For weighted sampling you would have to create a weight for each sample.
If you don’t have the target tensors already computed, you could iterate your dataset and store the target tensors.
Here is a small example, which should match your use case:

# Create dummy data with class imbalance 99 to 1
numDataPoints = 1000
data_dim = 5
bs = 100
data = torch.randn(numDataPoints, data_dim)
target = torch.cat((torch.zeros(int(numDataPoints * 0.99), dtype=torch.long),
                    torch.ones(int(numDataPoints * 0.01), dtype=torch.long)))

print('target train 0/1: {}/{}'.format(
    (target == 0).sum(), (target == 1).sum()))

# Create ConcatDataset
dataset = torch.utils.data.TensorDataset(data, target)
train_dataset = ConcatDataset((dataset, dataset))

# Get all targets
targets = []
for _, target in train_dataset:
    targets.append(target)
targets = torch.stack(targets)

# Compute samples weight (each sample should get its own weight)
class_sample_count = torch.tensor(
    [(targets == t).sum() for t in torch.unique(targets, sorted=True)])
weight = 1. / class_sample_count.float()
samples_weight = torch.tensor([weight[t] for t in targets])

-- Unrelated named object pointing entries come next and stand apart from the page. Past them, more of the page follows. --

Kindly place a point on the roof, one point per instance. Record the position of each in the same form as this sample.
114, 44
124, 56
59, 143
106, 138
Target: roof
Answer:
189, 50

# Create sampler, dataset, loader
sampler = WeightedRandomSampler(samples_weight, len(samples_weight))

train_loader = DataLoader(
    train_dataset, batch_size=bs, num_workers=1, sampler=sampler)

# Iterate DataLoader and check class balance for each batch
for i, (x, y) in enumerate(train_loader):
    print("batch index {}, 0/1: {}/{}".format(
        i, (y == 0).sum(), (y == 1).sum()))

In the first part I’m creating a dummy imbalanced dataset.
You should of course just skip this step and use your original concatDataset.

After storing all targets, the class_sample_count and the corresponding samples_weight tensor is created, which is used to create the WeightedRandomSampler.
As you can see in the last loop, each batch should be balanced using the sampler.

Let me know, if that would work for you.

borisgiba · July 30, 2019, 10:19am

First up thank you for the quick and detailed response!

I have tried executing the code at #Get all targets but have run into the following error:

TypeError: expected Tensor as element 0 in argument 0, but got int

which appears at the following line:

targets = torch.stack(targets)

When looking at targets, I noticed in my case it is full of ints, but torch.stack rather expects Tensors, if I understand it correctly?
Is this problematic or should I just use different functions to compute the samples weight?

ptrblck · July 30, 2019, 4:07pm

In that case you could use torch.tensor instead.
Let me know, if that works.

borisgiba · July 30, 2019, 6:44pm

Yes, that worked!
Thanks again for the help.